Jeder Pinselstrich muss sitzen: Volker Bley ist ganz vertieft in seine Arbeit. In der Werkstatt werden die Arbeiten ausgeführt, für die er eine besonders ruhige Hand braucht. © Stephan Schütze
Geigenbau
Nur der Krieg konnte Volker Bley von seinem Handwerk abhalten
Nach etlichen Berufswechseln hat Volker Bley in Dortmund zu seiner Passion, dem Geigenbau, zurückgefunden. Eine Geschichte über eine besondere Liebe, die auch seinen Sohn erfasst hat.
Kreuzviertel
, 06.07.2018 / Lesedauer: 5 minIn grüner Schürze sitzt Volker Bley in seiner Werkstatt im Kreuzviertel. „Das ist Mittenwalder Tradition“, erklärt er stolz. Denn an der renommierten Fachschule in Mittenwald hat er seine Grundausbildung zum Geigenbauer absolviert. Seine Werkstatt ist für jeden einsehbar. Große Fenster erlauben Einblicke in den Arbeitsalltag. Heute führt sein Sohn Jonathan den Betrieb. „Früher waren Geigenbauwerkstätten irgendwo im dritten Stock eines Wohnhauses. Nur Insider wussten von ihnen“, sagt Volker Bley.
Das wollte er ändern.
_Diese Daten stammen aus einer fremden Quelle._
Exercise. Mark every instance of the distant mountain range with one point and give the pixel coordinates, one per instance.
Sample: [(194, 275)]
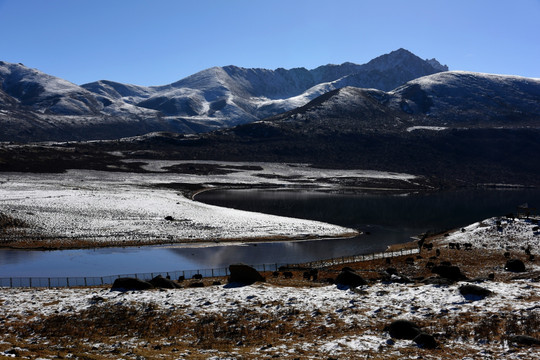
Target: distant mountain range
[(35, 106), (395, 113), (455, 127)]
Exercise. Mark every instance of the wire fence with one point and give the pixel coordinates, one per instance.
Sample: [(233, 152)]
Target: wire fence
[(54, 282)]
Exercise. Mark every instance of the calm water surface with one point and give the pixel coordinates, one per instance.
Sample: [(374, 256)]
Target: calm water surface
[(388, 219)]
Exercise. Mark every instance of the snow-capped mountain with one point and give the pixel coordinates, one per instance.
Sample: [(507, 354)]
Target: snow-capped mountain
[(451, 99), (38, 106), (458, 127)]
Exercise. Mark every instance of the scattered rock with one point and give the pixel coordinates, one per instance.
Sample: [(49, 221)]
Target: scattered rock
[(425, 341), (403, 329), (349, 277), (449, 272), (244, 274), (474, 292), (196, 284), (524, 340), (163, 283), (437, 281), (515, 265), (127, 284)]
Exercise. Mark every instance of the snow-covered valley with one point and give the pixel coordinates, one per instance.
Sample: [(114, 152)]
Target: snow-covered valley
[(298, 318), (138, 208)]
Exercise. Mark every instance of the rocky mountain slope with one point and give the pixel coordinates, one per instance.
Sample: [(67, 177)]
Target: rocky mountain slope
[(35, 106), (458, 127)]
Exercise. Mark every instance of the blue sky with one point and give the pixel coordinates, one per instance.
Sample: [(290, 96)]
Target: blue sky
[(160, 41)]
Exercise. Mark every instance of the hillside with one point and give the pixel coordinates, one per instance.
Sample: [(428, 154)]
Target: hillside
[(462, 128), (489, 309), (35, 106)]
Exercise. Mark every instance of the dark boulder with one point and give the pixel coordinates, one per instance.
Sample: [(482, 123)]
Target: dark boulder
[(244, 274), (127, 284), (449, 272), (515, 265), (163, 283), (473, 292), (438, 281), (524, 340), (403, 329), (349, 277), (425, 341)]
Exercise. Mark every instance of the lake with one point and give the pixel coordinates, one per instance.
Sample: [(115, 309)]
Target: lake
[(388, 218)]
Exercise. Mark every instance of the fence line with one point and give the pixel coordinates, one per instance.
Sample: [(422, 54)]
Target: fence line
[(53, 282)]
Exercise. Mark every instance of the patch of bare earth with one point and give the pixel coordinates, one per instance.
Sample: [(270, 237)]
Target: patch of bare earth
[(281, 327)]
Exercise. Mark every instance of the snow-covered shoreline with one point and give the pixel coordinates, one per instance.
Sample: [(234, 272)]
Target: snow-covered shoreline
[(133, 208)]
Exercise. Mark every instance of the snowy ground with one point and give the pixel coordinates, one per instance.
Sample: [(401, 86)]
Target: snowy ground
[(112, 207), (499, 233), (303, 319)]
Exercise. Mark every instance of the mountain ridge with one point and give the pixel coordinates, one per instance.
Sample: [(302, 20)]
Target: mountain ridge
[(50, 108)]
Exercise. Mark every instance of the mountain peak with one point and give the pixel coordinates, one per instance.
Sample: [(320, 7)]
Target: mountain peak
[(404, 58)]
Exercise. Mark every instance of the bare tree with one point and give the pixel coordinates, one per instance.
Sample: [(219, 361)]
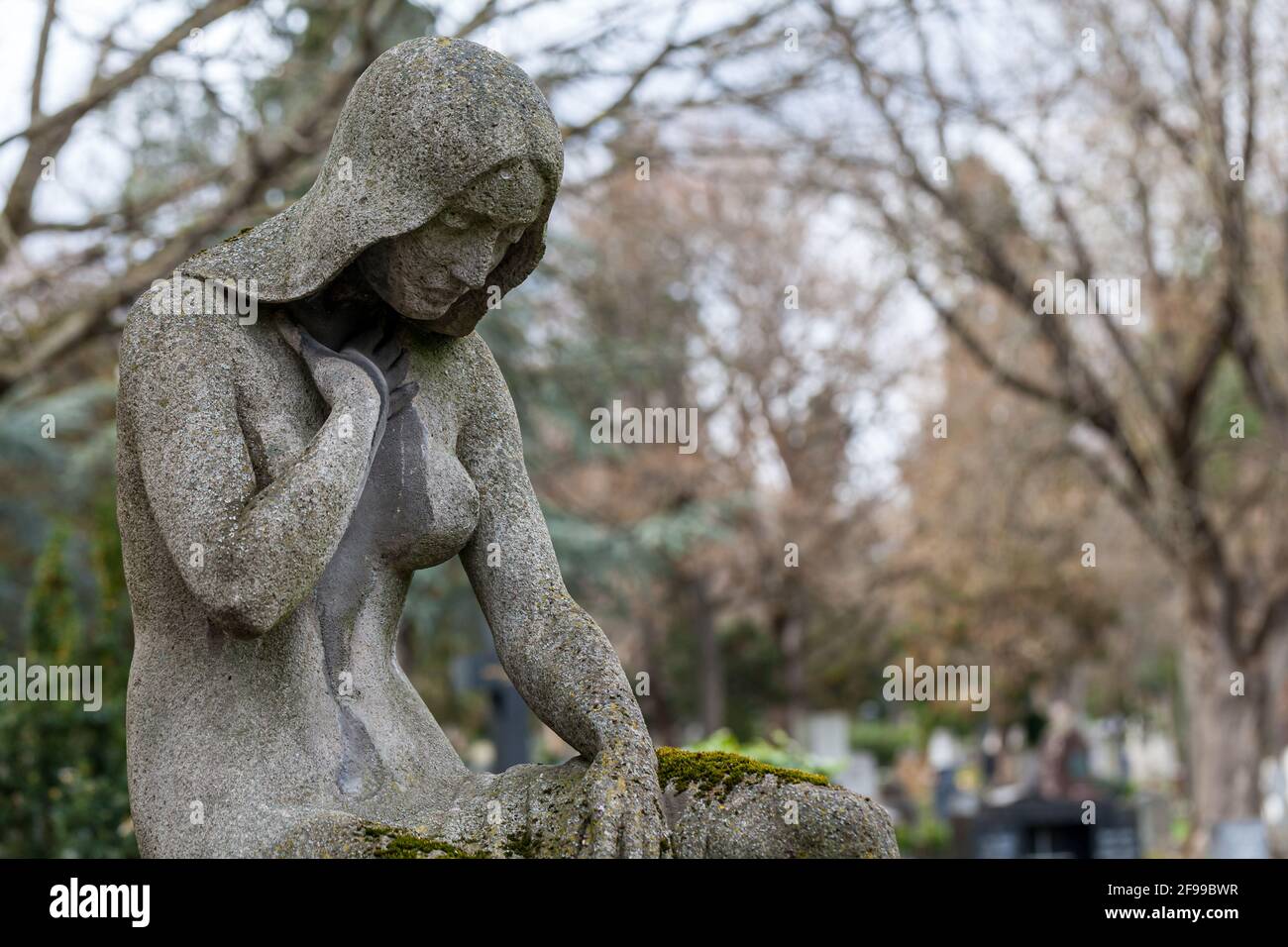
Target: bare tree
[(1096, 140)]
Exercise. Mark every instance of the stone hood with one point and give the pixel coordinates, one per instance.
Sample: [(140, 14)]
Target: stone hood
[(423, 121)]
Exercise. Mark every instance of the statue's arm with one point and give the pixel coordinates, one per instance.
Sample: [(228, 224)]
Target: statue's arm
[(552, 650), (249, 556)]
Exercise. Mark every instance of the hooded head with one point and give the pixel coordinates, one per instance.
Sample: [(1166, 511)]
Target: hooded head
[(438, 136)]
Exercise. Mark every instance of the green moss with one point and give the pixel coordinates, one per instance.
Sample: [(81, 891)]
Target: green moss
[(240, 234), (398, 843), (719, 772)]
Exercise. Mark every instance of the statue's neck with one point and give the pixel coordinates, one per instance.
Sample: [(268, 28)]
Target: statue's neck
[(339, 309)]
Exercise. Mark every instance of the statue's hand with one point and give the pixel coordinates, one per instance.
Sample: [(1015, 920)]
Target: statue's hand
[(623, 802), (377, 346), (370, 352)]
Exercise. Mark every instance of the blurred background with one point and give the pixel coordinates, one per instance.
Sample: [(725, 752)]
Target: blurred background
[(819, 224)]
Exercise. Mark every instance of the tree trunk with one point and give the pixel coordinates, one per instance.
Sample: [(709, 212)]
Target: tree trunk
[(1224, 725), (711, 661)]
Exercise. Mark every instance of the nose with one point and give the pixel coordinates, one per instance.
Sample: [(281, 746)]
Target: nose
[(475, 261)]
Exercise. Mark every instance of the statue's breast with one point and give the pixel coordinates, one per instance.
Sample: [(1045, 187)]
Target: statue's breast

Die Leute sollen sehen, wie gearbeitet wird. Nur für Arbeiten, bei denen sie sich sehr konzentrieren müssen, gehen er oder sein Sohn in den hinteren Teil der Werkstatt. Bei klassischer Musik aus dem Radio oder bei absoluter Stille wird dann gearbeitet. „Manchmal darf dann auch kein Telefon stören“, sagen beide. An die Tradition des Berufs erinnert auch die Einrichtung der Verkaufsräume und der Werkstatt: Stuck und Tapeten, die an Königshäuser erinnern.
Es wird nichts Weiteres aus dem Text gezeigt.